Elles ont permis d’affiner les termes de la Résolution, sans pour autant l’affaiblir.
Le Ministère des Affaires étrangères a apporté son soutien au nouveau texte, introduit par Thérèse Snoy  et cosigné par le Président de la Commission, Monsieur FX de Donnéa.
Selon le texte adopté, la Belgique doit promouvoir le renforcement de la gouvernance internationale en Arctique par un protocole international. Celui-ci devra tenir compte des droits et besoins des populations indigènes et des Nations de la région. Il confirmera la valeur de « patrimoine de l’humanité » de la zone arctique et mettra un terme à l’appropriation des eaux internationales.
Il est demandé au gouvernement belge de promouvoir un moratoire sur toute exploration et extension d’exploitation de ressources minérales. Par ailleurs, la sécurité du trafic maritime doit être renforcée et un « Code polaire de la navigation arctique » doit être adopté afin de prévenir les risques d’accidents. .
En effet, la situation de la région Arctique est de plus en plus critique sous plusieurs aspects. Le recul de la banquise est tel que l’on envisage une fonte totale des glaces en été à partir de 2015. Or, cette fonte accélérée augmente les taux de certains polluants comme le mercure dans la chaîne alimentaire ; prive de plus en plus les populations indigènes (Inuits) de ressources et les réduits à la marginalité, fait exploser le trafic maritime et la course à l’or noir.
Une résolution du Parlement européen, votée en janvier 2011 a déjà initié la mobilisation au niveau européen. Le parlement belge va donc plus loin en demandant un moratoire sur l’exploitation des ressources minérales, ce qui se justifie pleinement au vu des risques de toute forme d’exploitation et de navigation dans un milieu marin extrêmement sensible.
Protéger l’Arctique est la responsabilité de tous, car c’est un maillon essentiel du patrimoine de l’Humanité.

Mon intervention en séance plénière de la Chambre le 19 mai 2011

« L’Arctique, c’est comme un canari dans une mine de charbon: c’est une
alerte pour le climat de la planète »
….« Les scientifiques ont constaté ces deux dernières années une soudaine et importante augmentation des émissions de méthane, l’un des gaz à effet de serre les plus agressifs et donc l’un des principaux responsables du réchauffement climatique.

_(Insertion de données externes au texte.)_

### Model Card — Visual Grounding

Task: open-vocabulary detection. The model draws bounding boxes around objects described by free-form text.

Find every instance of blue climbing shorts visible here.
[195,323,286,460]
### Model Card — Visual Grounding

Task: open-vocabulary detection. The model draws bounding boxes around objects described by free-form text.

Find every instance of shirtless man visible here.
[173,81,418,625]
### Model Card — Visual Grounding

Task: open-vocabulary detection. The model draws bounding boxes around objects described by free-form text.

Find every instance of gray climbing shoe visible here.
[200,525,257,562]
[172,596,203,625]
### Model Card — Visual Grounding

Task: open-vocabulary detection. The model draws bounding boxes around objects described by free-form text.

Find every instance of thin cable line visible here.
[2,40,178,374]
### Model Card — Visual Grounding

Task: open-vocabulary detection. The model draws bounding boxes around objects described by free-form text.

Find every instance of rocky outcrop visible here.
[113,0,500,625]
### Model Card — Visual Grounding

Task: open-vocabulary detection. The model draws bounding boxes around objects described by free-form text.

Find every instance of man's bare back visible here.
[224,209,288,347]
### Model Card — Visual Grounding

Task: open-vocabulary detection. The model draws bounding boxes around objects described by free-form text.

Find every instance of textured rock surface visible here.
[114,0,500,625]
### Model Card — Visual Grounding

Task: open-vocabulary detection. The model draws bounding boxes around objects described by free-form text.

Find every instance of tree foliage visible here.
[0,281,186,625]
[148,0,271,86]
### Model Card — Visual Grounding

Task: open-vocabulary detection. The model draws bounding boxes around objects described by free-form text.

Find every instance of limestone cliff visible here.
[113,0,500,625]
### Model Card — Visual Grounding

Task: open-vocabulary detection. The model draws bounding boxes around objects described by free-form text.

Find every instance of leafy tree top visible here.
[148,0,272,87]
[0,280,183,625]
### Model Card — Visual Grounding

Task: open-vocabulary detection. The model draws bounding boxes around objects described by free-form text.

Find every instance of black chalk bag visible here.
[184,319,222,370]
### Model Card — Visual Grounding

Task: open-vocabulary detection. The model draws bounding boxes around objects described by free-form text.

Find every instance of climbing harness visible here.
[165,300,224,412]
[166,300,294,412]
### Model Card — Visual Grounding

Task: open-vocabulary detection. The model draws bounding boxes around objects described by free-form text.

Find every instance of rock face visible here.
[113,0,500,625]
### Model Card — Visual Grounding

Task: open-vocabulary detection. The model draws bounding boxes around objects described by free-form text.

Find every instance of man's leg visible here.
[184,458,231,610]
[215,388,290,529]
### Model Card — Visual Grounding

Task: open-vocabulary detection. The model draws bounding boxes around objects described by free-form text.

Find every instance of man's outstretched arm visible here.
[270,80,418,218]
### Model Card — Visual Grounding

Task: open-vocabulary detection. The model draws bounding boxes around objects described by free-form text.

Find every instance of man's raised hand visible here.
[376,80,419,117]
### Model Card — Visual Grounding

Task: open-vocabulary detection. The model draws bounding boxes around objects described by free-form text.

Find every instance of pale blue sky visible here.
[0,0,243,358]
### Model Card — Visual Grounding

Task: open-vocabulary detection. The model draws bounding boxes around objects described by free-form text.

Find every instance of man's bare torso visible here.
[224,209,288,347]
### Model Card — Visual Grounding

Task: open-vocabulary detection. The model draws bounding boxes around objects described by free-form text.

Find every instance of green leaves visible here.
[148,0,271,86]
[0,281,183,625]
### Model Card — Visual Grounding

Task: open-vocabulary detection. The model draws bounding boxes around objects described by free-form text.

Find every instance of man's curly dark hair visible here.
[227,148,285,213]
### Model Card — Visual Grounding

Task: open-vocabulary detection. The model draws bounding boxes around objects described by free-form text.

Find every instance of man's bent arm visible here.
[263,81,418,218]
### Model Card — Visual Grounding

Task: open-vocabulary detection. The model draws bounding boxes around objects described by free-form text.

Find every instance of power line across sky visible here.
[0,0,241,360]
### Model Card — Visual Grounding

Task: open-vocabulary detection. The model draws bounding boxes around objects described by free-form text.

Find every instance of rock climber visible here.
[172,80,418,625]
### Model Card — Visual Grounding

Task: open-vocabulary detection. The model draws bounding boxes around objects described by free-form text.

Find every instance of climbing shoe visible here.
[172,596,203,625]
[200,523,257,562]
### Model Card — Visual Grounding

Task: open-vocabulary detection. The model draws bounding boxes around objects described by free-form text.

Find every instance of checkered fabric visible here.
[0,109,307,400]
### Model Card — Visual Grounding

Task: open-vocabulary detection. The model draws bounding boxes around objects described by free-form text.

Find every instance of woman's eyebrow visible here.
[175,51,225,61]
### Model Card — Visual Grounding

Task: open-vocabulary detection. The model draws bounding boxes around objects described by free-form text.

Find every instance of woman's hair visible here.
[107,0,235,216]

L’Arctique est l’endroit où le réchauffement climatique est le plus rapide au monde. On dirait qu’il agit au ralenti mais en réalité il se fait de plus en plus rapide. Beaucoup plus que prévu »
Bank I Moon le 2 septembre 2009

L’Arctique est donc le thermomètre qui indique la mesure des changements planétaires et les changements de cet écosystème fragile sont déterminés par les émissions de gaz à effet de serre dans toute la planète et en particulier les nôtres, celles des pays industrialisés. Et puis par nos émissions de polluants organiques persistants qui remontent par la voie atmosphérique vers les pôles et vont se loger dans les organismes vivants en se concentrant dans le sang des  mammifères.  Nous sommes donc tous co-responsables de la situation actuelle en Arctique et c’est pourquoi nous devons nous en préoccuper.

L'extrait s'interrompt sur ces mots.